То и дело с лёгким жужжанием пролетали пули. Иногда вдруг падала подбитая ветка, и странным казалось её падение.
— Ваше высокоблагородие, — крикнул Карпову фланговый урядник, — здесь нельзя на коне, убьют.
— Ерунда! — проворчал Карпов и верхом подъехал к Хоперскову.
— В чём дело, Алексей Петрович? — спросил он.
— И не разберу. Стреляют, а откуда не пойму, — отвечал, отрываясь от бинокля, командир сотни.
адьютант, уже соскочивший с лошади, смотрел в бинокль.

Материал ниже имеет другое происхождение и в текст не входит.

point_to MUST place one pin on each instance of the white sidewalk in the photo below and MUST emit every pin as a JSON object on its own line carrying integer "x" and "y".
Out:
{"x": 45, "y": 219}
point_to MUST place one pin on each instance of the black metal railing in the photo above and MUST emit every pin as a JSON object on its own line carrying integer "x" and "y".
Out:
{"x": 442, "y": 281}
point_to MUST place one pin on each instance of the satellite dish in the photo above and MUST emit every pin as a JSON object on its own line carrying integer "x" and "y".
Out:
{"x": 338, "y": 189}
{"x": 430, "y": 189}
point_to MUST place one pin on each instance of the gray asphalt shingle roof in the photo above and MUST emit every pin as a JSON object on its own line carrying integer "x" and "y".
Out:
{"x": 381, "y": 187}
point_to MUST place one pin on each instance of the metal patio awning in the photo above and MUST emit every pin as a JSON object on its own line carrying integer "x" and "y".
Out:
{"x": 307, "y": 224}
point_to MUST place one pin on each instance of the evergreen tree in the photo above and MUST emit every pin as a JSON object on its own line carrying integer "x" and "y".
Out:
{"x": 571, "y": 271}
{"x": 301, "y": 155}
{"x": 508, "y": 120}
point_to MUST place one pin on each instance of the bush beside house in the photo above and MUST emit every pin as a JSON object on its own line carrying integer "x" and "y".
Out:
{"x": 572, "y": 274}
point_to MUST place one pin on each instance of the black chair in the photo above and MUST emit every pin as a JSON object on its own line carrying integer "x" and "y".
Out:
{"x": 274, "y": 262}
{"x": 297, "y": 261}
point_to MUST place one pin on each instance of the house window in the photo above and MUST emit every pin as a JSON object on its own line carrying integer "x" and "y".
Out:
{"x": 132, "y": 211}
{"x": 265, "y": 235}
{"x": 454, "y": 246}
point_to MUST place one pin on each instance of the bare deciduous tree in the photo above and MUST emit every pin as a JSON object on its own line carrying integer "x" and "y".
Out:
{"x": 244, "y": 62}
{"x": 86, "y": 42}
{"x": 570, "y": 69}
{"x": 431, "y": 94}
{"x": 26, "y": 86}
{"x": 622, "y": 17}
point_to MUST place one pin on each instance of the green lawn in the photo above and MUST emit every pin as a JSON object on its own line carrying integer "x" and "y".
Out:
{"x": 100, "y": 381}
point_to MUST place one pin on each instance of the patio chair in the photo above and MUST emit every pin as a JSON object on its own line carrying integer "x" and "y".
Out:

— Это из сторожки, — сказал он. — И там не более как два человека.
— Вы патрули послали? — спросил Карпов.
— Послал. Ещё не вернулись.
— Высылайте цепи и айдате вперёд, через лес, ничего там страшного нет, — сказал Карпов.
Пули перестали свистать, стрельба затихла.
Из лесной заросли показался казак. Лицо его было красное, рубаха взмокла, воротник был расстегнут, и красная мокрая от пота шея выдавалась из ворота.
— Чего ты, Ларионов? — сказал Карпов.
— Там всего два человека ихней финанцовой стражи было. Никого больше и не было. Мы стали было с Шумилиным подкрадываться, чтобы захватить их. А они убегли. Шумилин в сторожке остался, а я побег с донесением. Можно идти вперёд.
Карпов приказал 1-й сотне идти лесом, спешившись, цепью, а сам поехал верхом по шоссе. Он доехал до сторожки пограничного поста. адьютант и несколько казаков вошли в сторожку. На полу валялись прорезные обоймы от патронов, гильзы, недокуренная трубка, старая записная книжка, платок. И на все эти столь обыденные, скучные и простые вещи смотрели с вниманием. Многие казаки брали их на память. Они были неприятельские и потому приобретали особое значение.
За сторожкой опять шёл лес, потом была небольшая прогалина, уставленная кладками свеженапиленных дров, затем начинался новый лес. В прогалине пахло сырым деревом, смолою и грибами. Едва вошли в неё, как с разных сторон засвистали пули и из леса стали раздаваться двойные выстрелы австрийских ружей и резкие сильные ответные удары наших винтовок. Карпов сразу увидел, что наших сил было слишком мало. На каждый наш выстрел отвечало десять австрийских.
— Георгий Петрович, — сказал он адьютанту, — скажите Тарарину и Траилину, чтобы со своими сотнями на рысях шли сюда. Здесь, у дровяных кладок, пусть спешиваются и рассыпаются — пятая правее первой и четвёртая — левее. Надо выкурить из леса этих молодчиков.